I want to extract Texts from Macros in a Tiddler with a regEx filter. The text looks like
Text...
...<<arbitraryMacro """The first text I want""" "multiple" "other" "SameID" >>
...text ..
.<<arbitraryMacro """A text I don't want""" "multiple" "other" "otherID" >>
...text ...
<<anotherarbitraryMacro """the other text I want""" "multiple" "other" "SameID">>...text...
Thus I would add an extractID variable to the macros and want the text in triple" in the macros with the same extractID
This may get more complicated if your """target text""" itself can contain <<, but here’s a quick attempt to get you started:
\function extract.id(id) [split[<<]search:title:regexp<id>] :map[split["""]nth[2]]
\define testing()
Text...
...<<arbitraryMacro """The first text I want""" "multiple" "other" "SameID" >>
...text ..
.<<arbitraryMacro """A text I don't want""" "multiple" "other" "otherID" >>
...text ...
<<anotherarbitraryMacro """the other text I want""" "multiple" "other" "SameID">>...text...
\end
{{{ [<testing>extract.id[SameID]] }}}
\function extract.id(id) is the functional bit here. I stuck your sample text in a macro for ease of testing, but you could also use [{Transcluded Tiddler}extract.id[SameID]] or [{!!field-name}extract.id[SameID]].

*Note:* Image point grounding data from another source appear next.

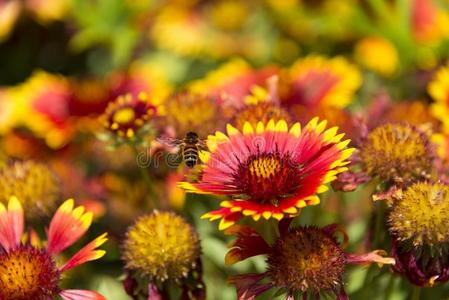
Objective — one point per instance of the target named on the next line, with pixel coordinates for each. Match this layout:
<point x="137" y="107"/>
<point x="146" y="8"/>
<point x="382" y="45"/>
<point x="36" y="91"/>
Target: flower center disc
<point x="268" y="178"/>
<point x="27" y="273"/>
<point x="124" y="116"/>
<point x="306" y="259"/>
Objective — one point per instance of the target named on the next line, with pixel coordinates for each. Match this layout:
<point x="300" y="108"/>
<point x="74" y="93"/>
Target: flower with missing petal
<point x="418" y="225"/>
<point x="397" y="152"/>
<point x="192" y="112"/>
<point x="35" y="184"/>
<point x="161" y="245"/>
<point x="302" y="261"/>
<point x="30" y="272"/>
<point x="269" y="170"/>
<point x="162" y="248"/>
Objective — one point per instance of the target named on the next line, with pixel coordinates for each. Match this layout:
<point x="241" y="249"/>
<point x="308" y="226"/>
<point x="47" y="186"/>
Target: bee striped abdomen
<point x="190" y="155"/>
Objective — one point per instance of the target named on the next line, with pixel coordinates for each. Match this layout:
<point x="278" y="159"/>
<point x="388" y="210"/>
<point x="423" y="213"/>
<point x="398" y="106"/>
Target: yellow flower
<point x="34" y="184"/>
<point x="161" y="245"/>
<point x="9" y="12"/>
<point x="377" y="54"/>
<point x="320" y="81"/>
<point x="438" y="89"/>
<point x="420" y="214"/>
<point x="397" y="151"/>
<point x="192" y="112"/>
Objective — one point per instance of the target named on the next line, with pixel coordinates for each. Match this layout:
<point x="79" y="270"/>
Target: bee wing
<point x="202" y="145"/>
<point x="169" y="141"/>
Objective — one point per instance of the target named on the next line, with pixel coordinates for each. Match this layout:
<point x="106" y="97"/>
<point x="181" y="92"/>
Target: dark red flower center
<point x="28" y="273"/>
<point x="306" y="259"/>
<point x="267" y="178"/>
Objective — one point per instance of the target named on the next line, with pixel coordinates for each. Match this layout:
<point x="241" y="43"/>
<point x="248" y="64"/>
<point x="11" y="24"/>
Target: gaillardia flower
<point x="398" y="152"/>
<point x="192" y="112"/>
<point x="269" y="170"/>
<point x="30" y="272"/>
<point x="162" y="246"/>
<point x="420" y="214"/>
<point x="260" y="112"/>
<point x="302" y="261"/>
<point x="418" y="225"/>
<point x="36" y="186"/>
<point x="128" y="114"/>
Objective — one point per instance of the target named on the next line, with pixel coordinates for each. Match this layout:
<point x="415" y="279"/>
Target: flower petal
<point x="87" y="253"/>
<point x="11" y="224"/>
<point x="81" y="295"/>
<point x="248" y="286"/>
<point x="67" y="226"/>
<point x="377" y="256"/>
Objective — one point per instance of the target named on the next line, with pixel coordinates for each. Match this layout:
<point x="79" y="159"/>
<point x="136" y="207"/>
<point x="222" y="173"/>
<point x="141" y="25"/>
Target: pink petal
<point x="11" y="224"/>
<point x="67" y="226"/>
<point x="81" y="295"/>
<point x="87" y="253"/>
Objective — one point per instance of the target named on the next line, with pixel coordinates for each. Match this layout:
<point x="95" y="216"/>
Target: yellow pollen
<point x="420" y="215"/>
<point x="264" y="167"/>
<point x="124" y="115"/>
<point x="161" y="245"/>
<point x="397" y="150"/>
<point x="27" y="274"/>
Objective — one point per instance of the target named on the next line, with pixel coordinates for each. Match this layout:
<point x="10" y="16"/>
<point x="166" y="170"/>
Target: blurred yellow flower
<point x="377" y="54"/>
<point x="319" y="81"/>
<point x="43" y="96"/>
<point x="438" y="89"/>
<point x="430" y="23"/>
<point x="9" y="12"/>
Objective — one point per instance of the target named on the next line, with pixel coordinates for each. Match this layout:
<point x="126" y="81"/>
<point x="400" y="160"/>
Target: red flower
<point x="269" y="170"/>
<point x="30" y="272"/>
<point x="303" y="260"/>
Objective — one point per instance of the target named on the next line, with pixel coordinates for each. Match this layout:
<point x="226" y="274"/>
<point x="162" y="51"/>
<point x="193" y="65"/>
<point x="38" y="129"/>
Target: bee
<point x="189" y="147"/>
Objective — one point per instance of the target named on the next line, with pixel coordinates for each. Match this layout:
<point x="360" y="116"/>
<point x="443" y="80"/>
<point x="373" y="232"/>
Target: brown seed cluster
<point x="397" y="152"/>
<point x="306" y="259"/>
<point x="28" y="273"/>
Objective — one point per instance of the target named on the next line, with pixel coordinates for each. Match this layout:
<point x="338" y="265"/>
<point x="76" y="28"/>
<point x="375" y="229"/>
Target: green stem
<point x="390" y="286"/>
<point x="378" y="226"/>
<point x="416" y="293"/>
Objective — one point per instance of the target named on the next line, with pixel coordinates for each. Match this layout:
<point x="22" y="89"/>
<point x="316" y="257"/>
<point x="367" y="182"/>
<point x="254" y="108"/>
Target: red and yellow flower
<point x="270" y="170"/>
<point x="128" y="114"/>
<point x="28" y="271"/>
<point x="302" y="260"/>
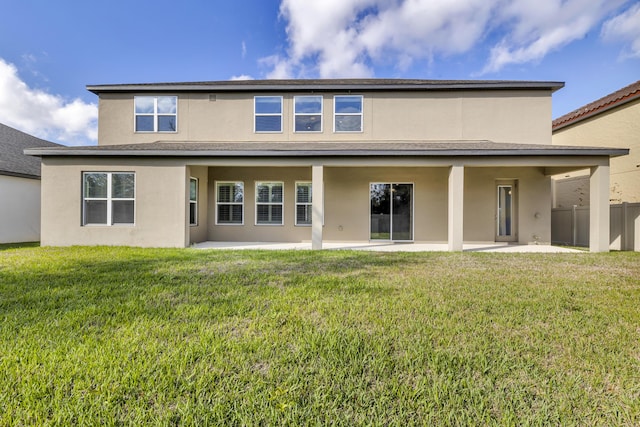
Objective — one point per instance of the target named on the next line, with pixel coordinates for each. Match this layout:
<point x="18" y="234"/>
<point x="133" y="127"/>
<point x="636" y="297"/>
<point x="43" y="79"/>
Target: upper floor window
<point x="348" y="113"/>
<point x="268" y="113"/>
<point x="108" y="198"/>
<point x="308" y="113"/>
<point x="156" y="113"/>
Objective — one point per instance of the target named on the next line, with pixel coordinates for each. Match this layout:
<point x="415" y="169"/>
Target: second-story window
<point x="347" y="113"/>
<point x="156" y="113"/>
<point x="308" y="113"/>
<point x="268" y="113"/>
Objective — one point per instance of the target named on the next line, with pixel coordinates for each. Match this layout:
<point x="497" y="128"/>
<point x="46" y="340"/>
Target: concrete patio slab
<point x="387" y="247"/>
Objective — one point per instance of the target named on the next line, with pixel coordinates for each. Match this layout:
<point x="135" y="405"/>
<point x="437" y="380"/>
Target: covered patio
<point x="389" y="247"/>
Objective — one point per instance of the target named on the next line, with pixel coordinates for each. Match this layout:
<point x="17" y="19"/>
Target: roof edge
<point x="326" y="85"/>
<point x="449" y="152"/>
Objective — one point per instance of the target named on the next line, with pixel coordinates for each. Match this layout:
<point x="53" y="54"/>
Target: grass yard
<point x="122" y="336"/>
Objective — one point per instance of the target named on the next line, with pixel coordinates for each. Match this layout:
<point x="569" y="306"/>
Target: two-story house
<point x="317" y="160"/>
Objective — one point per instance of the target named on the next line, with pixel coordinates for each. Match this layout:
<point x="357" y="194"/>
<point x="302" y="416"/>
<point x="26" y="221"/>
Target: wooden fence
<point x="570" y="226"/>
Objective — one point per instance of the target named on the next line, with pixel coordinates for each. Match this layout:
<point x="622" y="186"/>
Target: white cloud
<point x="45" y="115"/>
<point x="625" y="27"/>
<point x="345" y="38"/>
<point x="534" y="28"/>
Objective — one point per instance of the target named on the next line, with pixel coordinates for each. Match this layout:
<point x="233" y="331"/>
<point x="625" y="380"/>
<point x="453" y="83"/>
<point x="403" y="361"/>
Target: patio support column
<point x="599" y="209"/>
<point x="317" y="205"/>
<point x="455" y="214"/>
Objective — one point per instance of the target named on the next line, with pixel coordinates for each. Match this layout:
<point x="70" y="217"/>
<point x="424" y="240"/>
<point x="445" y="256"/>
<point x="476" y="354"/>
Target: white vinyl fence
<point x="570" y="226"/>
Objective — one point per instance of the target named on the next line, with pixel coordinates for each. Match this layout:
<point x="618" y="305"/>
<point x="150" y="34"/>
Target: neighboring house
<point x="611" y="121"/>
<point x="317" y="160"/>
<point x="19" y="186"/>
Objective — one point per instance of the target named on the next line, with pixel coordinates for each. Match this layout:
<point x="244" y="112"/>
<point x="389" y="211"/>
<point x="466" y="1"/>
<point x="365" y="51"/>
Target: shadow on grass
<point x="5" y="246"/>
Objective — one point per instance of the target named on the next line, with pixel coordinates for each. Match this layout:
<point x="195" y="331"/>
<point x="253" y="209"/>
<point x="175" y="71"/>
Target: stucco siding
<point x="160" y="204"/>
<point x="532" y="204"/>
<point x="618" y="127"/>
<point x="19" y="209"/>
<point x="500" y="116"/>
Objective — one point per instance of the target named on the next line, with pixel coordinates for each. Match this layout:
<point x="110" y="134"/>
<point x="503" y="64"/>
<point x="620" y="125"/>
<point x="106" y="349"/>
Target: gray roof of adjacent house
<point x="328" y="149"/>
<point x="13" y="161"/>
<point x="319" y="85"/>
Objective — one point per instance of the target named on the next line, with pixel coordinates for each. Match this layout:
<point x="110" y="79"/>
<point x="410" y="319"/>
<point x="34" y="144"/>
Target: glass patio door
<point x="505" y="216"/>
<point x="391" y="211"/>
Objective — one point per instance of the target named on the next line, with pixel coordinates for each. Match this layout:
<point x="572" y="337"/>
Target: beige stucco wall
<point x="199" y="233"/>
<point x="347" y="203"/>
<point x="500" y="116"/>
<point x="19" y="209"/>
<point x="617" y="128"/>
<point x="161" y="217"/>
<point x="532" y="204"/>
<point x="160" y="203"/>
<point x="250" y="232"/>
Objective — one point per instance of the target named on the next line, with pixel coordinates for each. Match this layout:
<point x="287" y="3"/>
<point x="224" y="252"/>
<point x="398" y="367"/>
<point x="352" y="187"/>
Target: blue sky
<point x="50" y="50"/>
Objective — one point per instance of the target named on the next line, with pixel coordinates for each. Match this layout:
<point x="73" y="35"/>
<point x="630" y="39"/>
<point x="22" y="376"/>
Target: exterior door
<point x="506" y="226"/>
<point x="391" y="215"/>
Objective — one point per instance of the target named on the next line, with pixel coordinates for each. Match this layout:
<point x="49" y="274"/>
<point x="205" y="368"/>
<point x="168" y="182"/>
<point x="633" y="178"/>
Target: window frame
<point x="256" y="114"/>
<point x="296" y="114"/>
<point x="109" y="199"/>
<point x="309" y="204"/>
<point x="269" y="203"/>
<point x="336" y="114"/>
<point x="218" y="203"/>
<point x="193" y="202"/>
<point x="155" y="114"/>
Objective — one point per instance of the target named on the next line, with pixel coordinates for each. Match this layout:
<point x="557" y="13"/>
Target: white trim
<point x="109" y="199"/>
<point x="281" y="114"/>
<point x="361" y="114"/>
<point x="308" y="204"/>
<point x="155" y="114"/>
<point x="191" y="178"/>
<point x="413" y="204"/>
<point x="513" y="185"/>
<point x="321" y="114"/>
<point x="217" y="184"/>
<point x="270" y="183"/>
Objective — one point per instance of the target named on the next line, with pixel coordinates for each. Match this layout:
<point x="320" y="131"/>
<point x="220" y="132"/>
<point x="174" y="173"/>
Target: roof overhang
<point x="326" y="149"/>
<point x="320" y="85"/>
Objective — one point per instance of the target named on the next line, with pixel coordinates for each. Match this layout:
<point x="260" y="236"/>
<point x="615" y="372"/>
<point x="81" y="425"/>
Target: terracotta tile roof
<point x="619" y="97"/>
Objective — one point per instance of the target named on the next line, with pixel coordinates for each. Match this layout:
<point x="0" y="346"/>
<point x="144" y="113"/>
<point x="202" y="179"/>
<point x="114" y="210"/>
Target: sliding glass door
<point x="391" y="211"/>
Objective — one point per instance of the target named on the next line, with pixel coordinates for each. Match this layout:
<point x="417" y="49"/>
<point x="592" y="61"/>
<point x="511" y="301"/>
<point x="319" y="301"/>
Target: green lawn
<point x="121" y="336"/>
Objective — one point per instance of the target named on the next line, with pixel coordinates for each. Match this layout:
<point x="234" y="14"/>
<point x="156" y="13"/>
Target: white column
<point x="456" y="201"/>
<point x="599" y="209"/>
<point x="317" y="205"/>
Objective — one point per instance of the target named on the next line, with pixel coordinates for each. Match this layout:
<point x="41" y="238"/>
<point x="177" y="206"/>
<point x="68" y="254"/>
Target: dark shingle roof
<point x="13" y="161"/>
<point x="619" y="97"/>
<point x="329" y="149"/>
<point x="326" y="85"/>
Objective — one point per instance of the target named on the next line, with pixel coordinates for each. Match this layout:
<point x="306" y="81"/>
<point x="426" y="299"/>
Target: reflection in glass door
<point x="391" y="211"/>
<point x="505" y="226"/>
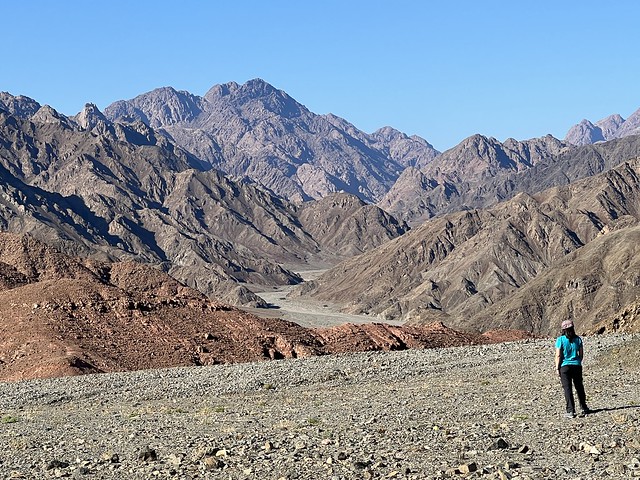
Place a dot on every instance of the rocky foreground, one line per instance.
(490, 411)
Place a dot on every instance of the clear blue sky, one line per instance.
(443, 70)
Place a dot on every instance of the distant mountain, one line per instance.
(257, 131)
(469, 269)
(63, 315)
(609, 128)
(461, 177)
(123, 192)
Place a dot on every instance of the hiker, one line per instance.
(569, 354)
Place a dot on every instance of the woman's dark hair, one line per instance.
(569, 332)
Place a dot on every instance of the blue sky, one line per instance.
(441, 70)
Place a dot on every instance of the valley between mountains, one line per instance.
(174, 229)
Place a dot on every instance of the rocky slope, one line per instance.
(258, 131)
(443, 413)
(61, 315)
(453, 268)
(88, 185)
(421, 194)
(459, 178)
(609, 128)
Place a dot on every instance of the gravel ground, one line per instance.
(473, 412)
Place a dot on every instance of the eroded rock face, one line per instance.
(122, 191)
(609, 128)
(61, 315)
(258, 131)
(465, 268)
(474, 174)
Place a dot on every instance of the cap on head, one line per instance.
(567, 324)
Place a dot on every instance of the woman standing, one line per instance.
(569, 354)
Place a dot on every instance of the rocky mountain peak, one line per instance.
(221, 90)
(158, 108)
(20, 106)
(47, 114)
(388, 133)
(631, 126)
(609, 128)
(610, 125)
(584, 133)
(254, 94)
(90, 117)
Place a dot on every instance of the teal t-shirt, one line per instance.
(570, 350)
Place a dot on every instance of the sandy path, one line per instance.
(306, 312)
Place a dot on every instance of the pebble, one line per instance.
(492, 411)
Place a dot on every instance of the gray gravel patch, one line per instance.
(491, 411)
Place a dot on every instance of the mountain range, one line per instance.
(255, 130)
(123, 192)
(244, 186)
(527, 263)
(609, 128)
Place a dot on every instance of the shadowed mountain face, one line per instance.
(123, 192)
(256, 131)
(609, 128)
(61, 315)
(466, 176)
(459, 267)
(481, 172)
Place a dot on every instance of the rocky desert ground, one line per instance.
(485, 411)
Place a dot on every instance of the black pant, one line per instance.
(569, 374)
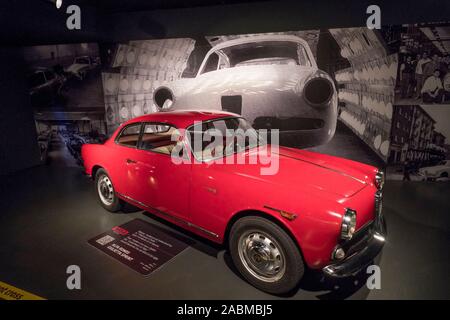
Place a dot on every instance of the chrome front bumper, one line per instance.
(362, 250)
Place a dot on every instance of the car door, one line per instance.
(125, 171)
(165, 183)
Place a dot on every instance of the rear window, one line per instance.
(130, 135)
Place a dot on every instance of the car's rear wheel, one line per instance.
(265, 255)
(105, 191)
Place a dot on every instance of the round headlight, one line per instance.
(348, 226)
(318, 91)
(379, 179)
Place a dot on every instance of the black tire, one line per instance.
(294, 266)
(114, 204)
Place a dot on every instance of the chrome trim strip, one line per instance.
(324, 167)
(189, 224)
(284, 214)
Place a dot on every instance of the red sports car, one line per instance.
(314, 211)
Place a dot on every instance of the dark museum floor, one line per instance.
(48, 214)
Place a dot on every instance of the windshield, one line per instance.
(258, 53)
(222, 137)
(36, 79)
(81, 60)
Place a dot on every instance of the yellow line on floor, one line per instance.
(9, 292)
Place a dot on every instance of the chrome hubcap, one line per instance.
(262, 256)
(105, 190)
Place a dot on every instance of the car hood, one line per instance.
(433, 168)
(311, 172)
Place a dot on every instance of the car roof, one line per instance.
(258, 38)
(181, 119)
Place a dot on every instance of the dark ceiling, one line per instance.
(114, 6)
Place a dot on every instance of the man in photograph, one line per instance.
(419, 73)
(432, 90)
(406, 77)
(428, 69)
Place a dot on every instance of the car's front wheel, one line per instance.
(105, 191)
(265, 255)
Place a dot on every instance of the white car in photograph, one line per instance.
(81, 66)
(441, 170)
(271, 80)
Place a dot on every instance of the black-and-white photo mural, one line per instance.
(65, 91)
(424, 76)
(328, 90)
(420, 143)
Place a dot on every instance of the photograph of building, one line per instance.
(423, 76)
(419, 139)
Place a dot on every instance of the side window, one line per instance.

Are you familiar with functions as custom filter operators, generally speaking? If not: a function is essentially a shortcut for a filter that you can use either as a variable or as a segment of a larger filter. Breaking this one down piece by piece:
id = a named parameter that we can invoke within the function definition using the corresponding variable <id>. When you use the function as a filter operator, you can supply parameters in the order they appear in the \function pragma — and just like a normal filter operator, each parameter can be a [literal value], a {!!transclusion}, or a <variable>. So if you’ve already defined the id you want to extract in a given context, e.g. <$let findID="SameID">, you could use [<input>extract.id<findId>].
split[<<] — splits the input value (in my example, that’s <<testing>> into separate chunks by breaking it at each instance of <<. This gives us four separate strings, which I’ve copied here, one per line:
Text... ...
arbitraryMacro """The first text I want""" "multiple" "other" "SameID" >> ...text .. .
arbitraryMacro """A text I don't want""" "multiple" "other" "otherID" >> ...text ...
anotherarbitraryMacro """the other text I want""" "multiple" "other" "SameID">>...text...
Of course, this only works because all your macrocalls start with <<. If you were also using <$macrocall $name="arbitraryMacro" ... /> or <$transclude $variable="arbitraryMacro" ... />, this would get more complex; we’d have to use splitregexp with a regex that covered all possible cases. But if your macro format is consistent, split[<<] will do.
search:title:regexp<id> — this filters the results of split[<<] down to only those lines that contain your desired ID:
arbitraryMacro """The first text I want""" "multiple" "other" "SameID" >> ...text .. .
anotherarbitraryMacro """the other text I want""" "multiple" "other" "SameID">>...text...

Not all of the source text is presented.